In the latest release of SQL Servers (SQL Server 2019), Microsoft added a range of tools and services that enhanced its compatibility with Azure. We’ll take a closer look at the connection between SQL Server 2019 and Azure as we can’t deny the importance of these two immense services in DBMS.
Since Microsoft Azure SQL is a cloud-based service that was designed along the lines of SQL Server, it, therefore, shares similar features with on-premises SQL Server. We’ll discuss how these two database systems connect with each other.
In SQL Server 2019, Microsoft is bringing Azure SQL Database Managed Instance to general availability (GA).
What Is Azure and SQL Server?
Microsoft Azure SQL Database is an intelligent and fully managed relational cloud database service that provides the broadest SQL Server engine compatibility for users. Microsoft Azure is a cloud computing service that allows for the building, testing, deployment, and management of a wide variety of applications and services using a wide network of Microsoft-managed data centers.
Azure (formerly known as Windows Azure) supports different programming languages, frameworks, and tools, including Microsoft-specific and third-party systems and software while providing platform as a service (PaaS), software as a service (SaaS), and infrastructure as a service (IaaS).
On the other hand, Microsoft SQL Server is a relational database management system that supports a wide range of transaction processing, analytics applications, and business intelligence. Microsoft releases different versions of SQL Server with the latest being SQL Server 2019.
Since Azure SQL is based on SQL Server, they share some similarities in both compatibility and functionality as outlined below:
Deployment of Big Data Clusters
With its support for the Linux operating system, it is possible to integrate SQL Server 2019 with Spark, the HDFS, and other big data components. The big data clusters of SQL Server 2019 can be easily deployed in any cloud with a managed Kubernetes service because it ensures a predictable, fast, and elastically scalable deployment. An example of such service is the Azure Kubernetes Service (AKS), or in on-premises Kubernetes clusters, like AKS on Azure Stack.

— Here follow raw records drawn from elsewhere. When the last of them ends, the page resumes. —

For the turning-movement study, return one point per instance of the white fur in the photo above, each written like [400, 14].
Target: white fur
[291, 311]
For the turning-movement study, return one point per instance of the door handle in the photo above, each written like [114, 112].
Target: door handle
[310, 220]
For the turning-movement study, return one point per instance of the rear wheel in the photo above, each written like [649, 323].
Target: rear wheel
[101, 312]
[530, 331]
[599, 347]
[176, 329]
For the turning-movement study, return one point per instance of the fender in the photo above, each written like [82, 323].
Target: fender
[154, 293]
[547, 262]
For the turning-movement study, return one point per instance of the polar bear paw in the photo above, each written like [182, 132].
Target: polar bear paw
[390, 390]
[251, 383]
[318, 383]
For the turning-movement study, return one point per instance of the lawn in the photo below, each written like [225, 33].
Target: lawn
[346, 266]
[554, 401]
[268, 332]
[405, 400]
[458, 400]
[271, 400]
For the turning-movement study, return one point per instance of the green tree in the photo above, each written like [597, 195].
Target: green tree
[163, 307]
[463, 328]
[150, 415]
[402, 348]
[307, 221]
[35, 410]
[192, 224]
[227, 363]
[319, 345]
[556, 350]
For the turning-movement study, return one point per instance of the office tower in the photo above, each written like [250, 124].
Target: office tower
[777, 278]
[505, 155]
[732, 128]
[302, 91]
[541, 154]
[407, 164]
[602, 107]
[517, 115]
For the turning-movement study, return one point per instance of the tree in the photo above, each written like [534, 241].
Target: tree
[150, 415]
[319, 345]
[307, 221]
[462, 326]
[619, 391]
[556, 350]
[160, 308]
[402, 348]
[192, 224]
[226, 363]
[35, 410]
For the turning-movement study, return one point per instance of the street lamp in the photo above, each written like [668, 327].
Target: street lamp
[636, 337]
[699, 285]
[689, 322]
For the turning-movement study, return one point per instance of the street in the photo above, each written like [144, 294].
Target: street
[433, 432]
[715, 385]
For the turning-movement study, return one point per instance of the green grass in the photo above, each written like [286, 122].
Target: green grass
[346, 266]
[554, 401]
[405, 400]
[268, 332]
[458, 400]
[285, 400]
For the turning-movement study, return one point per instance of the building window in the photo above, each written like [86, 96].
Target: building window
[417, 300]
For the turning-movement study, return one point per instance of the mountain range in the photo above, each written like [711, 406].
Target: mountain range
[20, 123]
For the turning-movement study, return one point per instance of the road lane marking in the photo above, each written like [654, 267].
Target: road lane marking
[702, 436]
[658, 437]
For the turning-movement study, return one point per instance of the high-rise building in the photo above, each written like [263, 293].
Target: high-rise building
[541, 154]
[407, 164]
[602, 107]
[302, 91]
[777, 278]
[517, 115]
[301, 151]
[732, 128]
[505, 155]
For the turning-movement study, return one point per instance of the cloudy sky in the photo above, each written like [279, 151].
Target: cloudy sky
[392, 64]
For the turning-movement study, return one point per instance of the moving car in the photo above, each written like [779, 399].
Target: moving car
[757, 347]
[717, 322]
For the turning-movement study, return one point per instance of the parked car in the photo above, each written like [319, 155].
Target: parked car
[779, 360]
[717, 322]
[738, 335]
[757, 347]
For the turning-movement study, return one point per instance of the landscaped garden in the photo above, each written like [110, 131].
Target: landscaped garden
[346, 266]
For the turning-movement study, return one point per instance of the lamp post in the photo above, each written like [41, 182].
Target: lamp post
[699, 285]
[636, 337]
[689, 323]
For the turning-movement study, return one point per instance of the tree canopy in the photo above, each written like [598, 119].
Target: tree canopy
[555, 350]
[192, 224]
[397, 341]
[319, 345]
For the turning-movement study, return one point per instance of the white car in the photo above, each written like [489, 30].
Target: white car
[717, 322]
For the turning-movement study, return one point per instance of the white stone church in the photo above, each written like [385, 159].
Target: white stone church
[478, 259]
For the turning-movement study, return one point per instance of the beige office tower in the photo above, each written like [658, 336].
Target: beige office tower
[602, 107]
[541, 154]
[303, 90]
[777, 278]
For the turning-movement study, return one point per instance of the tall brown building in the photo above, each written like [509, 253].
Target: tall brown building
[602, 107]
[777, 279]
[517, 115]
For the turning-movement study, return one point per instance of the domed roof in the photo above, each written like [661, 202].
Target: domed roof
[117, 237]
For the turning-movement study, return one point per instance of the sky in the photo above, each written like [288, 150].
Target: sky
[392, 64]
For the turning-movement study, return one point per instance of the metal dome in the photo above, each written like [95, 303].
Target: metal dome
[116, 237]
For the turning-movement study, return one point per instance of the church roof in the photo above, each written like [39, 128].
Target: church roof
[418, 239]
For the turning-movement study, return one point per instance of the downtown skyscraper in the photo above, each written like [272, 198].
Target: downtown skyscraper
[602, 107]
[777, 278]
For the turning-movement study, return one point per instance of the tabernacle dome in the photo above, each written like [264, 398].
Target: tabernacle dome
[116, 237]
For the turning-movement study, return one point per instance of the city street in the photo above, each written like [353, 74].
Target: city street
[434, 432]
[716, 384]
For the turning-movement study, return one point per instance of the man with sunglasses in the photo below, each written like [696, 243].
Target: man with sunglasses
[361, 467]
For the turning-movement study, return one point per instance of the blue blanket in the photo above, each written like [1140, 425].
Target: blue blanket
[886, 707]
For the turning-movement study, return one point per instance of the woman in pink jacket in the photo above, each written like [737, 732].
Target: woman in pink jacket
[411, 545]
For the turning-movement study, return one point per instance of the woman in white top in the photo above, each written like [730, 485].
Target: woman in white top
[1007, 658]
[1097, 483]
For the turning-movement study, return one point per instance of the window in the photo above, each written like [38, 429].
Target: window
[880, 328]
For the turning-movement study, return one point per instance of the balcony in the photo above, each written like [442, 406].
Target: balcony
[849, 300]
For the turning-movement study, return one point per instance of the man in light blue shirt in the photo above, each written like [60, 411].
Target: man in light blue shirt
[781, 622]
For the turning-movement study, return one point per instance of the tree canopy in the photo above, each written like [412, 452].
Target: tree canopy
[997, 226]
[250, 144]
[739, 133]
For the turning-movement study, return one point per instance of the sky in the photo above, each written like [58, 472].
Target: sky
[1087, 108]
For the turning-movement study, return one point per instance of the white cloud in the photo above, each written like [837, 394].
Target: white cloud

In terms of programming, Azure SQL is built so that SQL developers can easily use it for communication and authentication. You just have to change the value of a parameter in the connection string to access Azure SQL.
Besides XML indexing and typed XML, SQL Azure supports all data types supported by SQL Server including specialized ones such as spatial data types.
Presence of Machine Learning Services
Both Microsoft Azure SQL Database and SQL Server 2019 support machines learning services. With this feature, users no longer need to move data out of the database to train and operationalize machine learning models.
Azure Data Studio
Azure Data Studio is one of the new products being introduced by Microsoft. However, the product itself isn’t particularly new, though because it was birthed after rebranding the SQL Operations Studio which is the cross-platform front-end tool for SQL Server. It can be used to connect to SQL Server both in the cloud and on-premises, edit and run queries; create custom dashboards; visualize data with the built-in charting of your result sets, and analyze data.
With the overhaul and rebranding, Microsoft intends making the Azure Data Studio more modular, to enable it to work with other data sources apart from SQL Server. The introduction of an add-in to the modular design will allow the product to easily work with SQL Server 2019.
SQL Database Managed Instance
With Managed Instances, you can actually migrate an large number of your SQL Server databases from your virtual machines (on-premises) to Azure SQL Database without affecting your apps.